# Ohio Brass



## alabasterbottle (Dec 10, 2006)

Found a couple of HV insulators today..was letting my son do a little driving on the power lines... and spotted these in the woods....
 Tom


----------



## alabasterbottle (Dec 10, 2006)

Another..
 Tom


----------



## alabasterbottle (Dec 10, 2006)

[]... A little to quick w/ the button... Ok Another, 
 Tom


----------



## JGUIS (Dec 10, 2006)

What's the dimensions of each skirt, starting with the top one, and total height?  I can give you their M numbers.


----------



## alabasterbottle (Dec 10, 2006)

The three skirt insulator, measures 12" top, 8 1/2" Mid and 6" Bottom, approx 10" Tall.. The other measures 12" top, 9" bottom, approx 9" tall, also a 5 and 8 on each side of the Ohio Brass marking.. Thanks for any help.

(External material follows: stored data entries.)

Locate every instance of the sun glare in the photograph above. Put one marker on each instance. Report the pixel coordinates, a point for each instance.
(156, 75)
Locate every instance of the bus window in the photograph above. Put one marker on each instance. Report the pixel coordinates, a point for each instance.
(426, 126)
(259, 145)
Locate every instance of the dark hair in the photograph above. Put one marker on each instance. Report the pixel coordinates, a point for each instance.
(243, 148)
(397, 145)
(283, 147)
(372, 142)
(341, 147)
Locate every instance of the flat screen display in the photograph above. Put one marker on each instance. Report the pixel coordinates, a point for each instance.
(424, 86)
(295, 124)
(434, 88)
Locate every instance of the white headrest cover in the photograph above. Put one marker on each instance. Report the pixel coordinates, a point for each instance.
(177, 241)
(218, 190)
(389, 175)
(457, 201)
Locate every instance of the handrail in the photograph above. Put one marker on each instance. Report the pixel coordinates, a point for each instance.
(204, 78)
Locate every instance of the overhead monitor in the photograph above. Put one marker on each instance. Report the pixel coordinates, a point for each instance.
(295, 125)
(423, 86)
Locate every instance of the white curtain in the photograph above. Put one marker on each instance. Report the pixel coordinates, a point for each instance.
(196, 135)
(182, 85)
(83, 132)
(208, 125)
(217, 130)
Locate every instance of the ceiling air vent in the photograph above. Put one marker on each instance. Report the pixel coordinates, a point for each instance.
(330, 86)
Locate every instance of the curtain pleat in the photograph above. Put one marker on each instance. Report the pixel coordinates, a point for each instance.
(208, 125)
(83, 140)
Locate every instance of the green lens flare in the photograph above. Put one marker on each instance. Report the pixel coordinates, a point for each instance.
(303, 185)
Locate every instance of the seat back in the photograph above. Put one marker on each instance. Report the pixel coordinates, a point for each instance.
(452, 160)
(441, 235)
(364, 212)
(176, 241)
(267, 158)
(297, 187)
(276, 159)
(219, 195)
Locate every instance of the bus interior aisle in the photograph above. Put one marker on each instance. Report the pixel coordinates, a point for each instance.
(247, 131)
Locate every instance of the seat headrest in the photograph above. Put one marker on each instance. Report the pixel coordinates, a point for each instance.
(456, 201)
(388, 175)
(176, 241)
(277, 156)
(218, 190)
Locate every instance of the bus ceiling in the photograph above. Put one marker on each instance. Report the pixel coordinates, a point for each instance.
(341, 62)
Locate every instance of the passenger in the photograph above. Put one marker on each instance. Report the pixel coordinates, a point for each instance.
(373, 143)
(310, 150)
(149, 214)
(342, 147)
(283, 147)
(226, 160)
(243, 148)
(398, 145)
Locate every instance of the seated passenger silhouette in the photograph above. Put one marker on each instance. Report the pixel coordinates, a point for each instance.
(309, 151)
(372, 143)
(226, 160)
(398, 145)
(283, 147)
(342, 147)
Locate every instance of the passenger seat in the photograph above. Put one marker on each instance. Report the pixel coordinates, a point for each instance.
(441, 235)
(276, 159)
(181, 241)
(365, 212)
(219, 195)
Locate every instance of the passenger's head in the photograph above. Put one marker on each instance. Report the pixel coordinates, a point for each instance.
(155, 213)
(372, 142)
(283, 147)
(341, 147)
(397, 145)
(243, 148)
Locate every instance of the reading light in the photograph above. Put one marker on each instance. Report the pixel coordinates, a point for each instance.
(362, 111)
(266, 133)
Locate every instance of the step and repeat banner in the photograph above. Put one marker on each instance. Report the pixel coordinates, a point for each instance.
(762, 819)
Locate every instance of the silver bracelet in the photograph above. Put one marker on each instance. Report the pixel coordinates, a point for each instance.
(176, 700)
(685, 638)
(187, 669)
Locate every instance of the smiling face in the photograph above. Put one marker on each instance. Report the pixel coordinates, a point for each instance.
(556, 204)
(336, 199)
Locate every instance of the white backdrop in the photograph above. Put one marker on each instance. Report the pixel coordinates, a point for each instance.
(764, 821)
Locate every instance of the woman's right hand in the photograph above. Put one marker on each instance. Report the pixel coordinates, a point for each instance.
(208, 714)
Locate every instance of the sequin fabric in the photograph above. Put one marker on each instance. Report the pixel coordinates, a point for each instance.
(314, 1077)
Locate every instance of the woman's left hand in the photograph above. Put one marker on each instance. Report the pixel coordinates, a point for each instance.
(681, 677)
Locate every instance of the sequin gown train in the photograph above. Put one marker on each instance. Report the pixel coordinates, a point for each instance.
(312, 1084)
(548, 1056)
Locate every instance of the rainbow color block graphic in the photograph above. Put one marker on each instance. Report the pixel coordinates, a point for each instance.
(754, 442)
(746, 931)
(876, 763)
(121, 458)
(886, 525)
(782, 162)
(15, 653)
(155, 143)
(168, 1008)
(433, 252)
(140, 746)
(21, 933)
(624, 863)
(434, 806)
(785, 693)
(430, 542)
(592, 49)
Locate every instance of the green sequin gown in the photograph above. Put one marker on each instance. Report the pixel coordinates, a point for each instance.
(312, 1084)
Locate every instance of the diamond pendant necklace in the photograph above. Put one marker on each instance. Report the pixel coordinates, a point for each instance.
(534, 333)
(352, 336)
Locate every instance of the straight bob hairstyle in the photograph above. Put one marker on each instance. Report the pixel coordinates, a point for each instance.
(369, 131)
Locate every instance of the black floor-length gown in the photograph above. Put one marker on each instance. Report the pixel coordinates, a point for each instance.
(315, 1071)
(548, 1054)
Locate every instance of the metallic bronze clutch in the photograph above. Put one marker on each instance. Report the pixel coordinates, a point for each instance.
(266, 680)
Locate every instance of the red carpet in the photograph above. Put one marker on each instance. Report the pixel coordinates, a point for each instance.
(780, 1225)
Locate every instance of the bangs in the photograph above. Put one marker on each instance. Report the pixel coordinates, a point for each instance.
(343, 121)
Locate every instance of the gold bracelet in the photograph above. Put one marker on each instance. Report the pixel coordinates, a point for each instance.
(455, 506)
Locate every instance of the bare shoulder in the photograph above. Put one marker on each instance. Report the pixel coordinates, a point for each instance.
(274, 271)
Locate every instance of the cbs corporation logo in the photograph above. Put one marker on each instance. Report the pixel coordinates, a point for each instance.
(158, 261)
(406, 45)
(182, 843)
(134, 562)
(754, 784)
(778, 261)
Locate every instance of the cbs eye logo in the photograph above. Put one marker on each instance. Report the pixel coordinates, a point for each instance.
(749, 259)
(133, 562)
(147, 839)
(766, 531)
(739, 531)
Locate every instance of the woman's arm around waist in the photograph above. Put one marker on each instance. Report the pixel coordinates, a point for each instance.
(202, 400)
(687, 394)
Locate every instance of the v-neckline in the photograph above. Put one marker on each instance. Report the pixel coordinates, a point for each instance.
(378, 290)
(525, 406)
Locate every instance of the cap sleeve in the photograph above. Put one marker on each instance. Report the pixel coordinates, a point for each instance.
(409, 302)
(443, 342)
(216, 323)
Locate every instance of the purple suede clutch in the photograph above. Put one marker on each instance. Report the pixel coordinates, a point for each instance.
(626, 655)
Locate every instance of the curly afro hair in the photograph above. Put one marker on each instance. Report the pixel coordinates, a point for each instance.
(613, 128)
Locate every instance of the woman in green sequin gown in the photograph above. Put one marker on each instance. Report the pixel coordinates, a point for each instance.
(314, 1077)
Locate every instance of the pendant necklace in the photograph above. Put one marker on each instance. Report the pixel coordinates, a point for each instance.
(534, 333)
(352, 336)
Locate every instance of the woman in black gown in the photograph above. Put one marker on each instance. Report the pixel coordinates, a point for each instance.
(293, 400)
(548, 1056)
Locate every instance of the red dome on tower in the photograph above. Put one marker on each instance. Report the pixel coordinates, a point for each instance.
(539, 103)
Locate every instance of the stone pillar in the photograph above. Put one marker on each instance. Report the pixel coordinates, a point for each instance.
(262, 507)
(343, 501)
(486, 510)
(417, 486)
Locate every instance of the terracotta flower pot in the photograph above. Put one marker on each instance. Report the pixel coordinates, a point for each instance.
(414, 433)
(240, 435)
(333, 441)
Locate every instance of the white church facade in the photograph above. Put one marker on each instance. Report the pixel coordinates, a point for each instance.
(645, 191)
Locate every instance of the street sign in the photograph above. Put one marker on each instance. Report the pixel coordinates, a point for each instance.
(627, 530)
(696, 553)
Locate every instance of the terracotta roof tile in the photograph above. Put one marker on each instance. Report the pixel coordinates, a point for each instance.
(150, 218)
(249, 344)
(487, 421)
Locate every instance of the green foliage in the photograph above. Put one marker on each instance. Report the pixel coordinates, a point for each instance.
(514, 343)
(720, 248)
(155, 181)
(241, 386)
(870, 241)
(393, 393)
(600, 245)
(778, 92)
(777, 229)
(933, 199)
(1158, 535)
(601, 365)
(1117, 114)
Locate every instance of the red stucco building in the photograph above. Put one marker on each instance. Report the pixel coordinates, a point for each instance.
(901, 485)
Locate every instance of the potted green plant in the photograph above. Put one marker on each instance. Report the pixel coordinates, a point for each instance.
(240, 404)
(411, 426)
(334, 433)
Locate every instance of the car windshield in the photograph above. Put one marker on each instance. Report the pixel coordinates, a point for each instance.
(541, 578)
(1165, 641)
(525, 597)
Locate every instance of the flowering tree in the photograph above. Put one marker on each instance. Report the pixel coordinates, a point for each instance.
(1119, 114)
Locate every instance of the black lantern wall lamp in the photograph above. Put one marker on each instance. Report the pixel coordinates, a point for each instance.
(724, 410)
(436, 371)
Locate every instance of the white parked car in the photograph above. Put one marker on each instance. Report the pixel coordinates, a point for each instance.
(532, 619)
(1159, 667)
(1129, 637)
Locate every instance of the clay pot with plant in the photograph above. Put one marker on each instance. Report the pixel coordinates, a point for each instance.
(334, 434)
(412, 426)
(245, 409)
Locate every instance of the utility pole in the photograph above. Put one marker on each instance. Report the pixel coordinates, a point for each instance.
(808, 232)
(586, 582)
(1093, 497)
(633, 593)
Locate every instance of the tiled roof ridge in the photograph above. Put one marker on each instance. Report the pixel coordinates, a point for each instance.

 Might be a new version of the ad I found

 Tom


----------



## capsoda (Dec 10, 2006)

hey Tom, don't drop that thing on your foot. My wife would kill me if I brought something that big home. They are pretty cool though.


----------



## dadwasadigger (Dec 10, 2006)

I found this one by the river diggin' for slag glass.
 It's 9" x 9" and the mark says "Victor" I think.
 Cool find!


----------



## dadwasadigger (Dec 10, 2006)

1


----------



## dadwasadigger (Dec 10, 2006)

mark


----------



## alabasterbottle (Dec 10, 2006)

Thanks All, I can't find any markings on the three skirt insulator, but it looks just like the victor  dadwasadigger posted.. and Cap I did get a funny look from the wife when I walked in with it.. I also found two more today in the same area, a baby blue PINCO, 1968-15,000 and a S-LAP tower type (this one you damn sure wouldn't want to drop on your toe)..
 Tom


----------



## dadwasadigger (Dec 10, 2006)

*Here ya go...*

TMI!


----------



## Brains (Dec 11, 2006)

*RE: Here ya go...*

Those are nice! Let me see if i can look up the values. Should you ever think about gettin rid of them...[] Ok, let me go look up the value for that 1st 1.

 -Bryan


----------



## Brains (Dec 11, 2006)

*RE: Here ya go...*

uhhhhhhhhhh...


----------



## JGUIS (Dec 12, 2006)

*RE: Here ya go...*

I think the first 3 skirt one is an M-3422,and the Victor is an M-3156, but I'm not sure.  Nothing matches those exact measurements, but porcelain shrinks when fired, so they're not all exactly the same.  The metal topped OB is part of a 2 piece deal I believe, I'm still looking.


----------